Can anyone seriously deny
that our political system isn’t fully based on the power of the dollar?

Power in this country is
not elected, it is purchased. No one can vote on where the banks invest, on how
industry will use the resources of the planet or whether to give everyone a
job, these are decisions that are decided in boardrooms over coffee and donuts
by the 1% or even more correctly .1% Our party and this campaign does not
expect change to come from the electoral process but rather be made on the
streets.

Fully understanding this,
our Party still refuses to throw our hands up ever four years and abandon our
class in the face of a rigged election system. Instead, we intend to crash the
party figuratively, and at times literally, and make sure that our needs are
heard, that the hungry can say they represent me, that the persecuted the hard
working and the disillusioned can say “hey there is another way!” Who will call
for the end of ALL U.S military bases? Who will call for the abolition of
insurance companies and quality healthcare for everybody?  Who will hold high the needs of our
communities if not us ourselves?!

This campaign is not a
long list of promises, this campaign is not looking for a nicer and more just
Capitalism, this campaign is about exposing the need to shake the bosses off
our backs.
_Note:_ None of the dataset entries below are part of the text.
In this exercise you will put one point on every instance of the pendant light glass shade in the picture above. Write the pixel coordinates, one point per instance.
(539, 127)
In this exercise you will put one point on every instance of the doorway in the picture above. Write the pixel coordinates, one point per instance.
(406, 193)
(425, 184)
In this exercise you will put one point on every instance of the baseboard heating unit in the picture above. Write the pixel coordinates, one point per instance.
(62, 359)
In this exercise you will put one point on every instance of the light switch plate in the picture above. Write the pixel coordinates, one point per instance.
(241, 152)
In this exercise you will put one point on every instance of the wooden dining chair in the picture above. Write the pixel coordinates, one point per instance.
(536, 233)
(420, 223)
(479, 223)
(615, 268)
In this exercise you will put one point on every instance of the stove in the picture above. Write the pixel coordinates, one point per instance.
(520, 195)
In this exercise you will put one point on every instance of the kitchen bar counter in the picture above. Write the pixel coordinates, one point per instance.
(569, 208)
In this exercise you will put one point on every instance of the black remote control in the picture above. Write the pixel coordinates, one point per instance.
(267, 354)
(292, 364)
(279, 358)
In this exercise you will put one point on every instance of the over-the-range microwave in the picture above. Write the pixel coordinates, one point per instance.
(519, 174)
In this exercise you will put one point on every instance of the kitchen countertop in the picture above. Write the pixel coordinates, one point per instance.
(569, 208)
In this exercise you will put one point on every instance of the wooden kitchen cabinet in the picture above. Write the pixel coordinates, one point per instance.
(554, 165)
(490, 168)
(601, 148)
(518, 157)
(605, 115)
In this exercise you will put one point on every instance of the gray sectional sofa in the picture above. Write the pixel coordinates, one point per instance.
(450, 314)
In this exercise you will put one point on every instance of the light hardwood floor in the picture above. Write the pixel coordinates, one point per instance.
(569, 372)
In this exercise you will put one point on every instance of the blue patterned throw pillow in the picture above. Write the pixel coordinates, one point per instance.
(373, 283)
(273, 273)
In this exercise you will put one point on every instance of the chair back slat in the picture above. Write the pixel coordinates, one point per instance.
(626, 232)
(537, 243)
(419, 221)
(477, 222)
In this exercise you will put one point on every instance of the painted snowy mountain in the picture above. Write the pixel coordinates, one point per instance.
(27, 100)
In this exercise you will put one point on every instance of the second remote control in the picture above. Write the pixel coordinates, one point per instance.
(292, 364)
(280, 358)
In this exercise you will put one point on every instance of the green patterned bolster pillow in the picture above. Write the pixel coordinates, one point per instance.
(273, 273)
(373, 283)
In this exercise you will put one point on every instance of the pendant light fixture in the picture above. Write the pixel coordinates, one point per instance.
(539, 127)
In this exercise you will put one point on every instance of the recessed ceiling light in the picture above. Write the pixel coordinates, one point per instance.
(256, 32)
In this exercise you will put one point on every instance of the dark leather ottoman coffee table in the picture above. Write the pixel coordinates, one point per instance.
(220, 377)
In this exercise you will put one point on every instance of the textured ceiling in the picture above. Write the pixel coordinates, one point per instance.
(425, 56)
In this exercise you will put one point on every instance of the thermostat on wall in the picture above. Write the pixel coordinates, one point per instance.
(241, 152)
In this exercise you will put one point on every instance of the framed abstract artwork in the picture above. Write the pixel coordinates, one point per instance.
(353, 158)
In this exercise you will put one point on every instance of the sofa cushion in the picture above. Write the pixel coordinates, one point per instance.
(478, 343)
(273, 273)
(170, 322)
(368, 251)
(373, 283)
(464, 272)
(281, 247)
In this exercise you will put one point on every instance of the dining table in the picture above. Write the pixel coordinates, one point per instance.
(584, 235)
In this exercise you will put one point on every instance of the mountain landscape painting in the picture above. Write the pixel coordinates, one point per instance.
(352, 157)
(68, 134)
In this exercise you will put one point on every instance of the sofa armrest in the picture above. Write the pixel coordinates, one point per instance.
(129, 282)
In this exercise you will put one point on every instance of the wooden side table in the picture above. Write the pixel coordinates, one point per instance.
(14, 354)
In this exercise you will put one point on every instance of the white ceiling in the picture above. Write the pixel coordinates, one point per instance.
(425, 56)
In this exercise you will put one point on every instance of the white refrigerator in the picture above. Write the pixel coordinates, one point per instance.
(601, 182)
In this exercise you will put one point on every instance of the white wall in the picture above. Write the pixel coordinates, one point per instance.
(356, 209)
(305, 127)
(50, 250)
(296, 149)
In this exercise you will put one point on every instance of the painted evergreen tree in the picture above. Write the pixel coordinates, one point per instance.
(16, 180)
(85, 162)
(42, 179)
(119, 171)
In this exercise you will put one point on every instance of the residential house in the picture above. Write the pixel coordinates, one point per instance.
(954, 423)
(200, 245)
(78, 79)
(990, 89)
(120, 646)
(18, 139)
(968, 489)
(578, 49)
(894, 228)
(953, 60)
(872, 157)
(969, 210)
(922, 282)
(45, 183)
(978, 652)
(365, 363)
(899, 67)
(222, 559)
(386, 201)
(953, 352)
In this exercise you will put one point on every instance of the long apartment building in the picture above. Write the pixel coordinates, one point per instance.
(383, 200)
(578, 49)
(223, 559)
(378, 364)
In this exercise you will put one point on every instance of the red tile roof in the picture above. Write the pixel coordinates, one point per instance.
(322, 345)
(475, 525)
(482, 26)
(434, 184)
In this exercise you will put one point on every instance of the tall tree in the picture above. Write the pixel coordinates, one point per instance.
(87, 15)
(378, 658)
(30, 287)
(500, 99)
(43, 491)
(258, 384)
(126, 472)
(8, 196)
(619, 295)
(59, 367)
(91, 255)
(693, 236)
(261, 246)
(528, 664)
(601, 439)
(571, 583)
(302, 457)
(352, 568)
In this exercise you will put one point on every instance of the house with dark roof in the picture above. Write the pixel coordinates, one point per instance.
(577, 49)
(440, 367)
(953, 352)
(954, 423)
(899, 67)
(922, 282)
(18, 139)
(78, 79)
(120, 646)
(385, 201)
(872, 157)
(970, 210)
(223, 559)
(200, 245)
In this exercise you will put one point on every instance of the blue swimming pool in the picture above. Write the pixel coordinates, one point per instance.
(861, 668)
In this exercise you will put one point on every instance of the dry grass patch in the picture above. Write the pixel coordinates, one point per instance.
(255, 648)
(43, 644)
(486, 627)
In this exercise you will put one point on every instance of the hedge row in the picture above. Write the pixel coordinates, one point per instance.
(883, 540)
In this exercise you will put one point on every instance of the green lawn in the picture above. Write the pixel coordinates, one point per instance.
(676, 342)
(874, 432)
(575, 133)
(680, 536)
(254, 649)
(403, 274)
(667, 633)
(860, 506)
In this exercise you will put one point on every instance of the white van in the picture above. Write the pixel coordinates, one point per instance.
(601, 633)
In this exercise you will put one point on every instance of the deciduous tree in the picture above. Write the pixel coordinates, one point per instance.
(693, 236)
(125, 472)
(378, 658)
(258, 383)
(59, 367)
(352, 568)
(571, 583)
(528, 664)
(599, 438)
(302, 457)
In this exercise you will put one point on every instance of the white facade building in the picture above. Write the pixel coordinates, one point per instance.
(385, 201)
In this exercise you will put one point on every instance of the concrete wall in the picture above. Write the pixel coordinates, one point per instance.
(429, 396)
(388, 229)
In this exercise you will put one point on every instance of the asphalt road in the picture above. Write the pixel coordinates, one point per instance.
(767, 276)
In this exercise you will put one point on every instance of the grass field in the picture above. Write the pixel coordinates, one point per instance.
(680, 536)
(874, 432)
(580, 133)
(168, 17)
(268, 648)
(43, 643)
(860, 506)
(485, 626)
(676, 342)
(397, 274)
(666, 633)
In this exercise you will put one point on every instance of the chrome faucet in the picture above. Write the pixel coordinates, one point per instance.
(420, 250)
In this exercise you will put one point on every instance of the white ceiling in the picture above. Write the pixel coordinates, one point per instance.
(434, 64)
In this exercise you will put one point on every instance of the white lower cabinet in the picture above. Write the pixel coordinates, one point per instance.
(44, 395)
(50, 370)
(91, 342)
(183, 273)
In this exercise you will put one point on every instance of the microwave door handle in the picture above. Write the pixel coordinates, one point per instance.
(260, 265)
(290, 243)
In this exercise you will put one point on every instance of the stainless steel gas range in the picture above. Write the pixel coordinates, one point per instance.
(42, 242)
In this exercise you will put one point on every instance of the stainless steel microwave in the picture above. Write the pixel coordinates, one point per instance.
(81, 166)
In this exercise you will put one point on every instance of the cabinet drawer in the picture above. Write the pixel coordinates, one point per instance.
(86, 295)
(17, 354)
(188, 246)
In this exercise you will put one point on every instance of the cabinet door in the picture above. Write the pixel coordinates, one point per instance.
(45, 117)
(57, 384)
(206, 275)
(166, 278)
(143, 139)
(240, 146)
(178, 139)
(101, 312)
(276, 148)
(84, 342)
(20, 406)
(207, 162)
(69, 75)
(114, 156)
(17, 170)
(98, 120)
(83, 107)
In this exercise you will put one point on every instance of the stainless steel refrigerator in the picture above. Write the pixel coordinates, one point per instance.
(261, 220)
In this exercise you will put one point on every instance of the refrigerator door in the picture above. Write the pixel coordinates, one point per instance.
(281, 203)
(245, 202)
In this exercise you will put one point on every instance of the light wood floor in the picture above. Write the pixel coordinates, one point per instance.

We respectfully ask everyone who is hear in this coming year to
judge us, hold us to what we say we are about, ask us why? And how come? Look
at where we choose to fight, look at who we will choose to stand alongside of.
And if you like what you see then join us sisters and brothers in making this
campaign a success. As Malcolm X said “the future belongs to those who prepare
for it” let us prepare.

I invite each and every
one of you to join us in the struggle.